Traceback (most recent call last):
File "/home/marcase/.conda/envs/conda-test/lib/python3.10/multiprocessing/pool.py", line 125, in worker
result = (True, func(*args, **kwds))
File "/home/marcase/.conda/envs/conda-test/lib/python3.10/multiprocessing/pool.py", line 48, in mapstar
return list(map(*args))
File "/home/marcase/hgraph2graph/preprocess.py", line 19, in tensorize
x = MolGraph.tensorize(mol_batch, vocab, common_atom_vocab)
File "/home/marcase/hgraph2graph/hgraph/mol_graph.py", line 153, in tensorize
tree_tensors, tree_batchG = MolGraph.tensorize_graph([x.mol_tree for x in mol_batch], vocab)
File "/home/marcase/hgraph2graph/hgraph/mol_graph.py", line 194, in tensorize_graph
fnode[v] = vocab[attr]
File "/home/marcase/hgraph2graph/hgraph/vocab.py", line 43, in __getitem__
return self.hmap[x[0]], self.vmap[x]
KeyError: 'C1=NN=CN1'
"""
The above exception was the direct cause of the following exception:
Traceback (most recent call last):
File "/home/marcase/hgraph2graph/preprocess.py", line 106, in <module>
all_data = pool.map(func, batches)
File "/home/marcase/.conda/envs/conda-test/lib/python3.10/multiprocessing/pool.py", line 364, in map
return self._map_async(func, iterable, mapstar, chunksize).get()

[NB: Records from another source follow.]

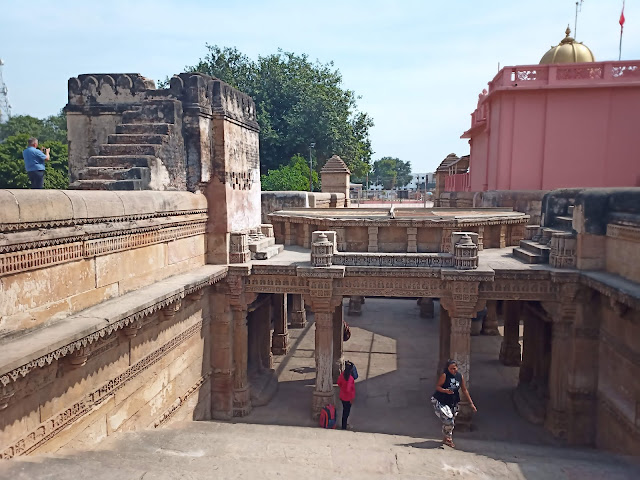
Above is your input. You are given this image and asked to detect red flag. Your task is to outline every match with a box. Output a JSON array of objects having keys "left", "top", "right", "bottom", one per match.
[{"left": 620, "top": 2, "right": 625, "bottom": 27}]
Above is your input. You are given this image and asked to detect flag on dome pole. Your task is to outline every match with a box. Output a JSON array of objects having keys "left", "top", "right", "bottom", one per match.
[{"left": 619, "top": 0, "right": 625, "bottom": 60}]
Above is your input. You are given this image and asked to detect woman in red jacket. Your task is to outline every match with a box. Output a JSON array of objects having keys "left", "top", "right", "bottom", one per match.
[{"left": 337, "top": 361, "right": 356, "bottom": 430}]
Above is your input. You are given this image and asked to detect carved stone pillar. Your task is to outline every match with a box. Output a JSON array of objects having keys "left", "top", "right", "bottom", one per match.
[
  {"left": 440, "top": 280, "right": 483, "bottom": 430},
  {"left": 367, "top": 226, "right": 379, "bottom": 252},
  {"left": 271, "top": 293, "right": 289, "bottom": 355},
  {"left": 438, "top": 304, "right": 451, "bottom": 376},
  {"left": 498, "top": 224, "right": 507, "bottom": 248},
  {"left": 347, "top": 296, "right": 363, "bottom": 316},
  {"left": 284, "top": 221, "right": 292, "bottom": 246},
  {"left": 232, "top": 305, "right": 251, "bottom": 416},
  {"left": 333, "top": 302, "right": 345, "bottom": 379},
  {"left": 440, "top": 228, "right": 454, "bottom": 253},
  {"left": 481, "top": 300, "right": 500, "bottom": 335},
  {"left": 289, "top": 294, "right": 307, "bottom": 328},
  {"left": 519, "top": 304, "right": 536, "bottom": 385},
  {"left": 302, "top": 223, "right": 311, "bottom": 248},
  {"left": 312, "top": 309, "right": 335, "bottom": 417},
  {"left": 255, "top": 300, "right": 273, "bottom": 371},
  {"left": 499, "top": 301, "right": 522, "bottom": 366},
  {"left": 419, "top": 297, "right": 435, "bottom": 318},
  {"left": 545, "top": 316, "right": 572, "bottom": 439},
  {"left": 211, "top": 294, "right": 234, "bottom": 420}
]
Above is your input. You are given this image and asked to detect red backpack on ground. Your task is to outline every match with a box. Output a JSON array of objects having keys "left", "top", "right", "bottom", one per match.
[{"left": 319, "top": 404, "right": 337, "bottom": 429}]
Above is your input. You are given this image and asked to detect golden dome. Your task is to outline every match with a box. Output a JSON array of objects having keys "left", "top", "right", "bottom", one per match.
[{"left": 539, "top": 26, "right": 595, "bottom": 64}]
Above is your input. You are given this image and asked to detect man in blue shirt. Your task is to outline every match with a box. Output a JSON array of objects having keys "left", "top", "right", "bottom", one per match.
[{"left": 22, "top": 137, "right": 50, "bottom": 189}]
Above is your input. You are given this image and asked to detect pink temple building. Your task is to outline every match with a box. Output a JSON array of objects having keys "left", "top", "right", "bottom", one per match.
[{"left": 454, "top": 28, "right": 640, "bottom": 192}]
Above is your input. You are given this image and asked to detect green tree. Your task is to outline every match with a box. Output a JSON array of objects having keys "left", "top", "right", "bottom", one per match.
[
  {"left": 0, "top": 133, "right": 68, "bottom": 189},
  {"left": 188, "top": 46, "right": 374, "bottom": 178},
  {"left": 261, "top": 154, "right": 319, "bottom": 191},
  {"left": 0, "top": 111, "right": 67, "bottom": 143},
  {"left": 372, "top": 157, "right": 412, "bottom": 190}
]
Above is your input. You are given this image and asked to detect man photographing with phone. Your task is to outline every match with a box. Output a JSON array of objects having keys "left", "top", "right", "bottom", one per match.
[{"left": 22, "top": 137, "right": 50, "bottom": 189}]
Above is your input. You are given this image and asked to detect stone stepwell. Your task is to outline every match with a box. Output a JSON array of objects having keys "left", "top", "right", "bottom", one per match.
[{"left": 0, "top": 421, "right": 637, "bottom": 479}]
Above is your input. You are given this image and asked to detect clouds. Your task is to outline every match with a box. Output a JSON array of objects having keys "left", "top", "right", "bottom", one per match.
[{"left": 1, "top": 0, "right": 638, "bottom": 171}]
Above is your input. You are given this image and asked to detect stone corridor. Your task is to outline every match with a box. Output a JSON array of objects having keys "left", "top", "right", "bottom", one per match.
[{"left": 235, "top": 297, "right": 560, "bottom": 445}]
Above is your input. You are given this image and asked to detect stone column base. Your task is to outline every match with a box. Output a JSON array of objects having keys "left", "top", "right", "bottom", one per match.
[
  {"left": 290, "top": 309, "right": 306, "bottom": 328},
  {"left": 499, "top": 341, "right": 522, "bottom": 366},
  {"left": 233, "top": 386, "right": 252, "bottom": 417},
  {"left": 347, "top": 297, "right": 362, "bottom": 316},
  {"left": 419, "top": 298, "right": 435, "bottom": 318},
  {"left": 271, "top": 332, "right": 289, "bottom": 355},
  {"left": 455, "top": 401, "right": 474, "bottom": 431},
  {"left": 312, "top": 390, "right": 335, "bottom": 419},
  {"left": 544, "top": 407, "right": 568, "bottom": 440},
  {"left": 211, "top": 371, "right": 234, "bottom": 420}
]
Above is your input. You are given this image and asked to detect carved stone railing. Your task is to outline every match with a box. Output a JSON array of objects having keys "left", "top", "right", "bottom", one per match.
[{"left": 332, "top": 252, "right": 454, "bottom": 268}]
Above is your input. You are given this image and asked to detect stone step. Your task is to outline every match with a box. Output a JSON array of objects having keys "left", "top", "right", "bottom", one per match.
[
  {"left": 512, "top": 247, "right": 547, "bottom": 264},
  {"left": 77, "top": 167, "right": 151, "bottom": 182},
  {"left": 116, "top": 123, "right": 171, "bottom": 135},
  {"left": 554, "top": 215, "right": 573, "bottom": 230},
  {"left": 3, "top": 420, "right": 633, "bottom": 479},
  {"left": 107, "top": 133, "right": 167, "bottom": 145},
  {"left": 87, "top": 155, "right": 154, "bottom": 168},
  {"left": 99, "top": 143, "right": 161, "bottom": 156},
  {"left": 519, "top": 240, "right": 551, "bottom": 257},
  {"left": 70, "top": 179, "right": 147, "bottom": 191},
  {"left": 252, "top": 244, "right": 284, "bottom": 260},
  {"left": 248, "top": 236, "right": 276, "bottom": 252}
]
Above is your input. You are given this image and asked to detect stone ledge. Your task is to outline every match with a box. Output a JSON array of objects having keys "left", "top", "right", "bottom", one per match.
[{"left": 0, "top": 265, "right": 227, "bottom": 387}]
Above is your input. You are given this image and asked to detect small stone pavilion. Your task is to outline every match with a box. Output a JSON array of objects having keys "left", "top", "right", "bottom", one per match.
[{"left": 0, "top": 71, "right": 639, "bottom": 461}]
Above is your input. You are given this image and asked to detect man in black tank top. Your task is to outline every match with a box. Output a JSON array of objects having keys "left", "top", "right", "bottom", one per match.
[{"left": 430, "top": 359, "right": 477, "bottom": 448}]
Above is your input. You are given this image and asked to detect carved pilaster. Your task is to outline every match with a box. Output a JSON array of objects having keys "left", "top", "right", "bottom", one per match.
[
  {"left": 481, "top": 300, "right": 500, "bottom": 335},
  {"left": 499, "top": 301, "right": 522, "bottom": 366},
  {"left": 407, "top": 227, "right": 418, "bottom": 253},
  {"left": 289, "top": 294, "right": 307, "bottom": 328},
  {"left": 271, "top": 293, "right": 289, "bottom": 356},
  {"left": 307, "top": 288, "right": 342, "bottom": 418},
  {"left": 333, "top": 302, "right": 345, "bottom": 380},
  {"left": 210, "top": 294, "right": 235, "bottom": 420},
  {"left": 231, "top": 305, "right": 251, "bottom": 417},
  {"left": 367, "top": 226, "right": 379, "bottom": 253}
]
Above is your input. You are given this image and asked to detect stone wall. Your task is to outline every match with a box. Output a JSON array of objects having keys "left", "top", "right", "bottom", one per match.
[
  {"left": 0, "top": 190, "right": 224, "bottom": 457},
  {"left": 260, "top": 192, "right": 345, "bottom": 224},
  {"left": 438, "top": 190, "right": 547, "bottom": 224}
]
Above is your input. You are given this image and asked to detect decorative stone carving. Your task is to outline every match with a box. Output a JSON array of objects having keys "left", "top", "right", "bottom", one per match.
[
  {"left": 454, "top": 234, "right": 479, "bottom": 270},
  {"left": 229, "top": 231, "right": 251, "bottom": 264},
  {"left": 311, "top": 232, "right": 334, "bottom": 267},
  {"left": 549, "top": 232, "right": 577, "bottom": 268}
]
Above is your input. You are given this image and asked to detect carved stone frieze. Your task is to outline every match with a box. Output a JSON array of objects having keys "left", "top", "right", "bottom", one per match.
[
  {"left": 332, "top": 252, "right": 454, "bottom": 268},
  {"left": 0, "top": 220, "right": 206, "bottom": 276},
  {"left": 1, "top": 319, "right": 207, "bottom": 459},
  {"left": 479, "top": 278, "right": 558, "bottom": 301},
  {"left": 335, "top": 277, "right": 445, "bottom": 298}
]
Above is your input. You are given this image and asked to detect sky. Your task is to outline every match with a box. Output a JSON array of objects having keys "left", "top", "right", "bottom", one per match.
[{"left": 1, "top": 0, "right": 638, "bottom": 173}]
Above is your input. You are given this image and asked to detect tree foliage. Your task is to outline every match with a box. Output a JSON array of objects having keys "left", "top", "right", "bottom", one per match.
[
  {"left": 188, "top": 46, "right": 374, "bottom": 178},
  {"left": 261, "top": 154, "right": 319, "bottom": 192},
  {"left": 372, "top": 157, "right": 412, "bottom": 190},
  {"left": 0, "top": 111, "right": 67, "bottom": 144},
  {"left": 0, "top": 111, "right": 69, "bottom": 189}
]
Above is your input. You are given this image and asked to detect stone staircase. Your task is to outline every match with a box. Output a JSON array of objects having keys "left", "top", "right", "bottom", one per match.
[
  {"left": 1, "top": 421, "right": 635, "bottom": 479},
  {"left": 72, "top": 99, "right": 182, "bottom": 190},
  {"left": 513, "top": 205, "right": 576, "bottom": 266},
  {"left": 249, "top": 231, "right": 284, "bottom": 260}
]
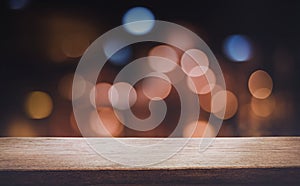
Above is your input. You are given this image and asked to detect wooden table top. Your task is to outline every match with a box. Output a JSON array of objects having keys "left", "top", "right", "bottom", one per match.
[{"left": 0, "top": 137, "right": 299, "bottom": 185}]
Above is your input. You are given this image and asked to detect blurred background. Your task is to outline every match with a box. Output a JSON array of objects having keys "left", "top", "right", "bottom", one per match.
[{"left": 1, "top": 0, "right": 300, "bottom": 137}]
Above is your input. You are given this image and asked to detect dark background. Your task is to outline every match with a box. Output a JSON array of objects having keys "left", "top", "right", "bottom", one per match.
[{"left": 0, "top": 0, "right": 300, "bottom": 137}]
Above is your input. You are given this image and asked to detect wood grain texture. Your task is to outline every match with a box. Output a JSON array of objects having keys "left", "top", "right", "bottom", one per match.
[{"left": 0, "top": 137, "right": 299, "bottom": 185}]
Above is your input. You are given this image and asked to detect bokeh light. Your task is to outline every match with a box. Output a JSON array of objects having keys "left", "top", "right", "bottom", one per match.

File "/home/marcase/.conda/envs/conda-test/lib/python3.10/multiprocessing/pool.py", line 771, in get
raise self._value
KeyError: 'C1=NN=CN1'
Found a super easy solution to this problem - just generate a fresh vocab from the dataset rather than using the one provided. I think an rdkit update changed a couple of the ways the smiles strings are generated, particularly from the aromatic groups (this was mentioned in another issue thread).